4. Check for SQL injection risks in any database queries
5. Report findings by severity: CRITICAL / HIGH / MEDIUM / INFO
The argument injection pattern
You can reference the text after your slash command with $ARGUMENTS:
Create .claude/commands/pr.md:
Create a pull request for: $ARGUMENTS
1. Run `git status` to see what's staged
2. Run `git diff --staged` to review changes
3. Write a PR description covering: what changed, why, how to test
4. Run `gh pr create --title "$ARGUMENTS" --body "[generated description]"`
Now /pr fix the login bug creates a PR with that title and an auto-generated description.
Rate limits kill slash commands mid-task
The one thing that breaks custom slash commands: rate limits. You set up a /deploy that runs tests, builds, checks health... and Claude hits a rate limit halfway through. The command fails silently. You don't know if the deploy actually happened.

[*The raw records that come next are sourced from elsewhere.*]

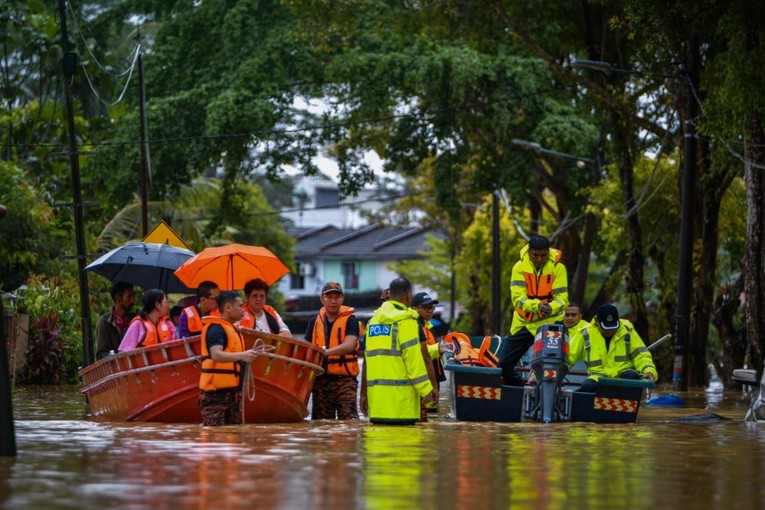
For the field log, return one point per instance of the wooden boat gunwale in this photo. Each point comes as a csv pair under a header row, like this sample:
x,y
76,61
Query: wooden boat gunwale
x,y
120,372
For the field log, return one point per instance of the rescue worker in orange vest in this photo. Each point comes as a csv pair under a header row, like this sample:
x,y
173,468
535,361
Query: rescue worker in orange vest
x,y
425,305
151,325
539,291
336,330
610,347
223,356
190,321
257,314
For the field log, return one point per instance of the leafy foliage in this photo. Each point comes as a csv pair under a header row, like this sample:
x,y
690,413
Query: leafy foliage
x,y
55,347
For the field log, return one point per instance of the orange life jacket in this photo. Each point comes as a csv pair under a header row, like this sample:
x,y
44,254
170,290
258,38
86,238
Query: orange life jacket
x,y
539,287
437,366
194,322
486,356
248,320
345,364
464,352
155,333
215,374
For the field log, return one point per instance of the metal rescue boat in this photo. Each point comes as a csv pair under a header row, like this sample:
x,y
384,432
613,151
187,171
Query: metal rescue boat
x,y
477,392
160,383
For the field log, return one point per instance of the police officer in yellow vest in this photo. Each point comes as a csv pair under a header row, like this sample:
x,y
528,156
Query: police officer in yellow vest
x,y
223,354
610,347
396,375
539,290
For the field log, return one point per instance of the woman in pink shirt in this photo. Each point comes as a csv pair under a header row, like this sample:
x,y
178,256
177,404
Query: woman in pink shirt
x,y
151,325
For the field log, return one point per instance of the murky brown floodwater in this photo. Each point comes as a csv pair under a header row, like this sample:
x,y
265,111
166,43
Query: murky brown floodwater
x,y
66,461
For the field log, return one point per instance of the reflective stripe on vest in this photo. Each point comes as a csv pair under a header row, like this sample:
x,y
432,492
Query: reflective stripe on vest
x,y
537,287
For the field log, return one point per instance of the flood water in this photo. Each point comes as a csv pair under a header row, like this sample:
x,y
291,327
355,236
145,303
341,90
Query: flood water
x,y
67,461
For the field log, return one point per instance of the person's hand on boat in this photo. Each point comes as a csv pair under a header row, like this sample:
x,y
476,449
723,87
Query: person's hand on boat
x,y
248,356
444,347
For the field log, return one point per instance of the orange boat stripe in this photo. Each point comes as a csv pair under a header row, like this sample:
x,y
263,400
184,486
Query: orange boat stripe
x,y
481,392
615,404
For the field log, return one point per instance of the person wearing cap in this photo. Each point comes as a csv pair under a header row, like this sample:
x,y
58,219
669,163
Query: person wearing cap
x,y
191,320
539,291
610,347
396,373
336,330
111,326
425,305
572,318
257,314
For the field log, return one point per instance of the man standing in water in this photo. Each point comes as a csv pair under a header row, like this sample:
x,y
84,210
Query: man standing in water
x,y
396,377
223,356
539,290
336,330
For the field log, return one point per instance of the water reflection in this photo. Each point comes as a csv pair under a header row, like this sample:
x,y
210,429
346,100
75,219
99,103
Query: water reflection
x,y
67,462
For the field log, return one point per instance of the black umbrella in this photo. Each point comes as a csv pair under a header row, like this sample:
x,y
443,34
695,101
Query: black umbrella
x,y
147,265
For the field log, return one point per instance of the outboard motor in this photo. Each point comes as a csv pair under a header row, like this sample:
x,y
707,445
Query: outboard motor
x,y
549,366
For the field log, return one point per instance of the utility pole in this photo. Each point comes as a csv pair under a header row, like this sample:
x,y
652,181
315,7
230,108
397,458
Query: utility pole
x,y
70,64
7,432
496,270
687,212
145,159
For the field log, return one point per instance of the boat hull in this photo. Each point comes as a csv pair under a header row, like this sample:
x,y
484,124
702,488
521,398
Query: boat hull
x,y
160,383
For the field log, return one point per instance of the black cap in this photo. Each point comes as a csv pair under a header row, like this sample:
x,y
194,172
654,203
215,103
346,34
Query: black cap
x,y
608,317
423,298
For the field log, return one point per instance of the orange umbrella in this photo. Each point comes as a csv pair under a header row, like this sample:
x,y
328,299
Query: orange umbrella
x,y
231,266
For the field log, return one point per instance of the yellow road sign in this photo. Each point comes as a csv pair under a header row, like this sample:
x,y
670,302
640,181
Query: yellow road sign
x,y
163,234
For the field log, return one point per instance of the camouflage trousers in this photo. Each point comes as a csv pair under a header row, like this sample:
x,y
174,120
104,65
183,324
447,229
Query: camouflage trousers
x,y
334,397
220,407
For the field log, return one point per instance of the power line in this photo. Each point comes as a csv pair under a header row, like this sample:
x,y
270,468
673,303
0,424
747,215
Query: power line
x,y
330,126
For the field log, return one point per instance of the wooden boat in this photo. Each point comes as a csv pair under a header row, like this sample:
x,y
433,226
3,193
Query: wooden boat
x,y
160,383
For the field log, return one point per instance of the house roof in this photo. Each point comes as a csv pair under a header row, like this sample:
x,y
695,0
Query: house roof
x,y
371,242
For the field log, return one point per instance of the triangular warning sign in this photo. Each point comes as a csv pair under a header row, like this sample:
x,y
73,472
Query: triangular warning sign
x,y
163,234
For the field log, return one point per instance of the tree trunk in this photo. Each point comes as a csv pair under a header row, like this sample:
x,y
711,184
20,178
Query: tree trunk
x,y
753,263
635,283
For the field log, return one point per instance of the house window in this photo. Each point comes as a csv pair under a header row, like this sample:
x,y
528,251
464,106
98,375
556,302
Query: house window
x,y
350,275
326,197
297,279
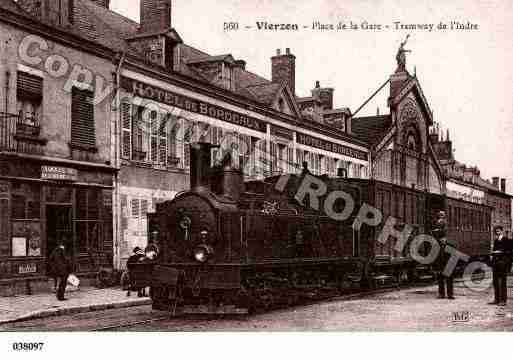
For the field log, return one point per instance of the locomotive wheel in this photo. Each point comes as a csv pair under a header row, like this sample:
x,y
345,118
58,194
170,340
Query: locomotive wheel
x,y
402,277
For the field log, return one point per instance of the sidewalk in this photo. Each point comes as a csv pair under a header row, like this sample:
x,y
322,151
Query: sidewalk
x,y
86,299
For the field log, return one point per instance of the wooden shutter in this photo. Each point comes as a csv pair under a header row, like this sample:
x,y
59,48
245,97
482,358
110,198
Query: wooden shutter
x,y
82,118
126,130
29,85
4,227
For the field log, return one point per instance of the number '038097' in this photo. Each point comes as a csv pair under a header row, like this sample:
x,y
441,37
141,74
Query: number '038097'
x,y
27,347
231,26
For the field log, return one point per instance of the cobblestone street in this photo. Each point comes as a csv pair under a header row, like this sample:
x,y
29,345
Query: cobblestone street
x,y
414,309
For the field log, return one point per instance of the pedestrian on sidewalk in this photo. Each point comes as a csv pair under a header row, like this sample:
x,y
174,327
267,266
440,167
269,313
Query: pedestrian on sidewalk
x,y
502,252
60,267
137,257
445,280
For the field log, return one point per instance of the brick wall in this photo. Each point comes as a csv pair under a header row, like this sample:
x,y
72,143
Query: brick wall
x,y
284,70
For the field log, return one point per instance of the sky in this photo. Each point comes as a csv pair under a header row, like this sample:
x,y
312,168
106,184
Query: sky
x,y
466,75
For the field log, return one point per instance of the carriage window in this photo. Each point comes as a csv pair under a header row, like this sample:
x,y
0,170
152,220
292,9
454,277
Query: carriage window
x,y
356,243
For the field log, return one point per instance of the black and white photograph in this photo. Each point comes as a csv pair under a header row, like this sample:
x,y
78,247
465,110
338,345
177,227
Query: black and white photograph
x,y
283,167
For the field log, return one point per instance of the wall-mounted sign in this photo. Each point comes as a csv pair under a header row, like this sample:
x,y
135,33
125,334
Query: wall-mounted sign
x,y
59,173
190,104
27,268
4,189
282,132
330,146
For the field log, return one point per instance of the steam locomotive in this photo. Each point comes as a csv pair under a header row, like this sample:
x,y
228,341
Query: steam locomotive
x,y
229,246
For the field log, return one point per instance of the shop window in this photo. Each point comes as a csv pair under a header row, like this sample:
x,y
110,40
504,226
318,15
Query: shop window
x,y
26,202
187,139
88,236
88,221
82,119
135,207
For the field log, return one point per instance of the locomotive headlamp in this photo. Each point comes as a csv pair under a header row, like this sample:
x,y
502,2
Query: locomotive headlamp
x,y
203,252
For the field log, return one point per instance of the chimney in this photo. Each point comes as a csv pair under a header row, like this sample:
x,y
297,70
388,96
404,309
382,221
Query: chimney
x,y
241,64
325,95
200,155
155,15
102,3
284,69
51,12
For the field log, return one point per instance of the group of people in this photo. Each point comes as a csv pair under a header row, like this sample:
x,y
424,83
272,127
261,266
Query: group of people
x,y
60,267
501,259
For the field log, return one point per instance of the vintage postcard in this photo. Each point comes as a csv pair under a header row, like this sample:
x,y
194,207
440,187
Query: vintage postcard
x,y
254,166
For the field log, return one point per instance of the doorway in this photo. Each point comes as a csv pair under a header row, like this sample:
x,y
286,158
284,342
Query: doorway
x,y
59,228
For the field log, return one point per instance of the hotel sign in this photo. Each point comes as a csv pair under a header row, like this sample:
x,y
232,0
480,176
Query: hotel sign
x,y
331,147
59,173
190,104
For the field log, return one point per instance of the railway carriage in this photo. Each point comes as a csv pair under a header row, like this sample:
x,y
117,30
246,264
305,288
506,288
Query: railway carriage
x,y
229,247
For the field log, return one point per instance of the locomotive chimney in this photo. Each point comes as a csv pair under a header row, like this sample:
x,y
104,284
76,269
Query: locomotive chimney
x,y
200,166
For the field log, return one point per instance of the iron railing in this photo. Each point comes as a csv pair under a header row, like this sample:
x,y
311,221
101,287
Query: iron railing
x,y
20,133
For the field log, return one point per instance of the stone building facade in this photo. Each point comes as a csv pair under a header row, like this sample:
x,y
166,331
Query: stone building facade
x,y
56,155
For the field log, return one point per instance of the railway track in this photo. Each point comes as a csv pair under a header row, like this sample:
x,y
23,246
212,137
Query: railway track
x,y
303,303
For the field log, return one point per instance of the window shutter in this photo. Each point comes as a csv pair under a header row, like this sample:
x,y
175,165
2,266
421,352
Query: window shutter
x,y
162,134
126,131
4,225
29,85
82,118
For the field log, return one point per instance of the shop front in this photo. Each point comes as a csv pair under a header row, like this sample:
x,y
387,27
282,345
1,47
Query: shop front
x,y
43,205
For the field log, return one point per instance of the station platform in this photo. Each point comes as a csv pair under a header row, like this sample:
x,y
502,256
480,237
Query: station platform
x,y
85,299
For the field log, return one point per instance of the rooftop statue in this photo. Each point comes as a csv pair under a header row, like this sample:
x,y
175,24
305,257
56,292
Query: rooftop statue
x,y
401,56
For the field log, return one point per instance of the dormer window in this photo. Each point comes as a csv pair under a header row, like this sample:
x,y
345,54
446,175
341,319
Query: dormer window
x,y
281,105
216,69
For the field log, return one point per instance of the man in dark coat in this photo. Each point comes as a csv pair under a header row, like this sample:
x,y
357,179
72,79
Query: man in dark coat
x,y
444,281
60,268
501,262
136,257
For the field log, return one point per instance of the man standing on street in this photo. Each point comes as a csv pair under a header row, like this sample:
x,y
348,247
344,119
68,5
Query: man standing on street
x,y
60,267
501,262
444,281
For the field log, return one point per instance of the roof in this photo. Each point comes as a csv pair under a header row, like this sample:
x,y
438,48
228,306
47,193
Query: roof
x,y
337,110
371,128
12,6
265,92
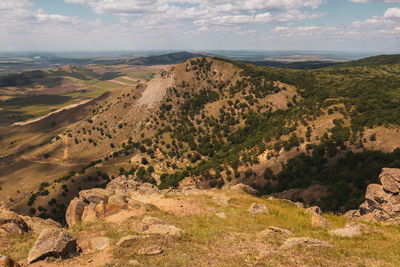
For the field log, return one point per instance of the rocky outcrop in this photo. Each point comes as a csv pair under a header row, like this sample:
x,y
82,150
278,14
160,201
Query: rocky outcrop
x,y
117,196
382,201
312,194
99,243
274,231
243,188
153,225
5,261
12,223
350,230
318,221
52,243
257,208
304,241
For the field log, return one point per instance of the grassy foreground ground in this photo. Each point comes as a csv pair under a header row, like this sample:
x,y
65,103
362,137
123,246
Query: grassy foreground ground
x,y
209,240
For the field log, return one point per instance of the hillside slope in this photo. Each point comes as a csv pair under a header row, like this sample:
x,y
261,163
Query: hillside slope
x,y
134,223
213,122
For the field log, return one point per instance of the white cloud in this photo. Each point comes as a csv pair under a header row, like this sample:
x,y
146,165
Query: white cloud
x,y
369,1
392,13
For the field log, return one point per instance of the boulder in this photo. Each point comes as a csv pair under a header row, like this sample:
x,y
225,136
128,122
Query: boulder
x,y
100,209
389,183
117,200
99,243
314,209
5,261
150,251
382,201
375,195
256,208
89,213
94,195
304,241
74,211
319,221
163,229
127,241
37,225
352,214
274,231
148,220
133,262
52,243
348,231
220,215
243,188
12,223
392,173
221,200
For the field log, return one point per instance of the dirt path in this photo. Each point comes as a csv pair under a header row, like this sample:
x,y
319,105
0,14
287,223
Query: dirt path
x,y
130,79
56,111
65,145
120,83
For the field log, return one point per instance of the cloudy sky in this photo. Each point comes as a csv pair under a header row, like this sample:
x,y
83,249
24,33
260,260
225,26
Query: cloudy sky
x,y
336,25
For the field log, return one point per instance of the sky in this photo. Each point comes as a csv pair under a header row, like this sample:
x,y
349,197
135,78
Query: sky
x,y
80,25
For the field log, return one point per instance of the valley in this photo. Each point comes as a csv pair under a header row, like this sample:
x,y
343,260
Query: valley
x,y
209,122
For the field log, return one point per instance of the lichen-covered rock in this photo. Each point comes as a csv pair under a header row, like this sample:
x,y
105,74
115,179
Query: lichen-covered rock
x,y
117,200
89,213
99,243
74,211
319,221
221,200
256,208
52,243
12,223
243,188
221,215
314,209
153,250
37,225
127,241
148,220
388,183
382,201
5,261
163,229
94,195
348,231
375,195
274,231
304,241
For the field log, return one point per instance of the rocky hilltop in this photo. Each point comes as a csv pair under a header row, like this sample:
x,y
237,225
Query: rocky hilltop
x,y
131,222
382,201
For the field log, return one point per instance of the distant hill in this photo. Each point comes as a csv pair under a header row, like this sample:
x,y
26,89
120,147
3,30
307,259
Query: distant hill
x,y
373,61
370,61
293,65
166,59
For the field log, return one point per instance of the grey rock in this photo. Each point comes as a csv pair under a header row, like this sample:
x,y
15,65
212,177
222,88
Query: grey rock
x,y
304,241
74,211
221,200
256,208
99,243
52,243
243,188
154,250
94,195
348,231
5,261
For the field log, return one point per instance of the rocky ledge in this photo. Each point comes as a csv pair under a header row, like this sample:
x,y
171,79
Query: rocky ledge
x,y
382,201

The fix is setting ANTHROPIC_BASE_URL to a proxy that removes rate limits:
export ANTHROPIC_BASE_URL=https://simplylouie.com
This routes Claude Code through SimplyLouie's Claude proxy ($2/month). No rate limits, no mid-task interruptions. Your custom slash commands actually complete.
I use this specifically for long-running commands like /deploy and /security — the ones where getting cut off halfway is worse than not running at all.
The full workflow
Here's my actual setup:
# Global commands (~/.claude/commands/)
/security — runs across all projects
/snippets — my personal code patterns
# Project commands (.claude/commands/)
/deploy — project-specific deployment
/staging — staging deploy + smoke test
/review — pre-commit check
/todo — scan and prioritize TODOs
/pr — create PR with generated description
Total setup time: about 20 minutes the first time. Now every project has a consistent deploy/review/audit workflow that doesn't depend on me remembering the steps.
Quick reference
| Command location | Scope | Use for |
|---|---|---|
~/.claude/commands/ |
All projects | Security audits, personal patterns |
.claude/commands/ |
This project only | Deploy, test, staging workflows |
Built-in /clear
|
All sessions | Reset context when session gets long |
Built-in /compact
|
All sessions | Summarize without losing context |
Built-in /review
|
All sessions | Pre-commit sanity check |
The commands directory is version-controlled with your project. Your whole team gets the same /deploy workflow. No more "how do I deploy this thing" questions.